Еще мне нужно бы говорить об Украине, но тогда она была снова под советской властью, а не с Врангелем. А о временах Директории, Скоропадского и Петлюры я буду говорить в дальнейшем отделе – об Украинском Церковном соборе 1918-1919 годов.
И здесь пока этим заканчивается "иностранное обозрение".
Теперь мне нужно сказать еще о моральном и религиозном фронте врангелевского движения. Отчасти я уже говорил об этом. Не высока была и мораль: не белыми были, а серостью. Генерал старался по возможности подтягивать всех, и отчасти ему это удалось. Никаких оргий в тылу, о коих я писал прежде про деникинское время, уже не было. А если бы они завелись, то несомненно были бы подавлены Врангелем беспощадно.

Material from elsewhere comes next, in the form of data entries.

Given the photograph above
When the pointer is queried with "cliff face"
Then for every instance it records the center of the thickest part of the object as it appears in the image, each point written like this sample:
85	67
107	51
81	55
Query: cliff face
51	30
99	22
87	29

И здесь не может быть двух мнений, к чести главнокомандующего!
История должна сказать ему слово благодарности за это, как еще и за другое, о чем скоро будет речь.
Что касается самой Церкви, то и мы не могли сделать ничего особенного в пользу победы над красными, хотя мы и желали этого.
Авторитет Церкви вообще был слабый. Необходимо сознаться в этом. Голос наш дальше храмовых проповедей не слышался. Да и все движение добровольцев было, как говорилось, патриотическим, а не религиозным. Церковь, архиереи, попы, службы, молебны – все это для белых было лишь частью прошлой истории России, прошлого старого быта, неизжитой традиции и знаком антибольшевизма, протестом против безбожного интернационализма. А горения не было ни в мирянах, ни даже в нас, духовных. Мы не вели историю, а плелись за ней, как многие иные, потому не имеем никаких оснований жаловаться на паству, по пословице: "Каков поп, таков и приход" и наоборот.